Bill Petrocelli

Morrie Meets the Gun

At page 205, Davey, a retired cop, meets Morrie, a children’s bookseller, at a bar. He makes the mistake of leaning over the bar to order them both a beer:

. . .

“Let me buy you another beer.” He reached around to catch the bartender’s attention, but when he looked back Morrie had a look of shock on his face.

“What’s the matter?”

“There,” he pointed at his chest, “inside your coat. Is that a gun you’re carrying?”

He winced a little, not wanting to make too big a thing of it. Obviously, his shoulder holster and gun had taken this guy by surprise – and not in a good way.

“Yeah, it’s the pistol that I carried years ago when I was a cop.

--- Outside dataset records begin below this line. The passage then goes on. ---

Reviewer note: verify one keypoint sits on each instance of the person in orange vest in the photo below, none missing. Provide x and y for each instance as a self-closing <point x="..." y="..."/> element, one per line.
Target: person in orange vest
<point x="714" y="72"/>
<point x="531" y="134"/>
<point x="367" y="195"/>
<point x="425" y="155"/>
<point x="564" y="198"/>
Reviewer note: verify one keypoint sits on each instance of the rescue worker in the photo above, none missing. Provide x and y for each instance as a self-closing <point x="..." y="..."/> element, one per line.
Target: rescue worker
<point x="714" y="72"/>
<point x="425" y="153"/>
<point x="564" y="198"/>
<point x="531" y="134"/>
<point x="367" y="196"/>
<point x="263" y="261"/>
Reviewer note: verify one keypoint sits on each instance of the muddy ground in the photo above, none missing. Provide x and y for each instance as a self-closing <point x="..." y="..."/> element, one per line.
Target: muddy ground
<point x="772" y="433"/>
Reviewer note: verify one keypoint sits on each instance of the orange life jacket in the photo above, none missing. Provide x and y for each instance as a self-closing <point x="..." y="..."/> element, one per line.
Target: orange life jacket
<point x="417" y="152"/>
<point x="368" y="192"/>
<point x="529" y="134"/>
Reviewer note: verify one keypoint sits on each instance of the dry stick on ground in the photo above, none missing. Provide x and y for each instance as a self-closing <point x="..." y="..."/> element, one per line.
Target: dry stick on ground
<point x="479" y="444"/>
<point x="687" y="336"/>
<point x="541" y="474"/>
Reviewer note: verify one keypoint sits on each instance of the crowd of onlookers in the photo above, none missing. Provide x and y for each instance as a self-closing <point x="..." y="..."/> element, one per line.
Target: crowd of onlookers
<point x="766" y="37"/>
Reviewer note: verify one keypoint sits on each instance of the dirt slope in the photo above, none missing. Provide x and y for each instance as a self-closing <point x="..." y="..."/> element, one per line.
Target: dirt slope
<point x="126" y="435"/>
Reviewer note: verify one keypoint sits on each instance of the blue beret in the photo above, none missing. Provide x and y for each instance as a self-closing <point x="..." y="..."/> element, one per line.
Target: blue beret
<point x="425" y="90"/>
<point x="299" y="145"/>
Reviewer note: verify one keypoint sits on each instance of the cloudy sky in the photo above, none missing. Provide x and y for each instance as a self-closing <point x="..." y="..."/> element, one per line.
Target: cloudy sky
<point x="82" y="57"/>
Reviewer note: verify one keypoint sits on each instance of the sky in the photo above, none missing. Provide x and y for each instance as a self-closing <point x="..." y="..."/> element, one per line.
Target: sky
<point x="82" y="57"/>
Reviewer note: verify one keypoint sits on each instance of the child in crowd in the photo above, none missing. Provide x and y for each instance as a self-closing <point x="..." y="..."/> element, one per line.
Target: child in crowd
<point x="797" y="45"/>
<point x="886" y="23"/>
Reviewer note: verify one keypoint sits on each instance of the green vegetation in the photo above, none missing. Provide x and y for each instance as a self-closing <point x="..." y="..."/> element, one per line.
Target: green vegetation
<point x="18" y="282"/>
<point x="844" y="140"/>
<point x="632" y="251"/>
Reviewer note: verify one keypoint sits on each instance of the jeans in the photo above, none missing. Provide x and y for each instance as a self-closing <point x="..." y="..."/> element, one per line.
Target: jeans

It’s no big deal. I’ve just gotten into the habit of wearing it. It doesn’t mean anything.”

But Morrie was up off of his stool, his hands in front of him in a defensive position.

“I’m sorry, but I just can’t be anywhere if there’s a gun around.”

“Look, I’m sorry.” He tried to tone things down a bit so the others in the bar wouldn’t overhear what they were saying.  “I’m not planning . . . “

“It doesn’t make any difference what you’re planning,”

Morrie’s voice wasn’t loud, but his words had a soft, intense bite.

“If there’s a gun somewhere, sooner or later it will go off. Somebody will be hurt or killed. It may be me – it may be you – it may be someone else. But that doesn’t make any difference. It will kill someone.”

“It’s just a form of protection.”

He repeated that line almost by rote. Did he mean that? He tried never to think about why he carried the gun, but he knew it was something more than just warding off attacks.

“You need to know what happened to my wife.”

He didn’t expect that, and it hit him like a slap to the face.

“Four years ago the ex-husband of one of Brenda’s co-workers walked into the insurance office where she worked and shot his wife. But he didn’t stop at that. He shot three other women in the office, and then he shot himself. Everyone knew he was mentally disturbed. He shouldn’t have been released from the hospital, and he shouldn’t have been allowed anywhere near a gun. Nevertheless, he went to a gun show and bought an assault rifle. No questions were asked, nobody did a background check – he just gave the seller his credit card and walked out the door with his killing machine. The man who sold it to him had some remorse, but not very much. He later told the police that ‘gun-owners have rights.’”

Morrie paused for a second.

“But what I think he really meant to say is that guns have rights. When that attack was over, there were five bodies lying on the floor of the office. They were all dead, but the gun lying next to them was still working fine. It was full of life, probably ready for its next appointment.”

There was nothing more to say. Morrie was already at the door, heading out into the street. There was a sudden chill in the spot where he had been standing.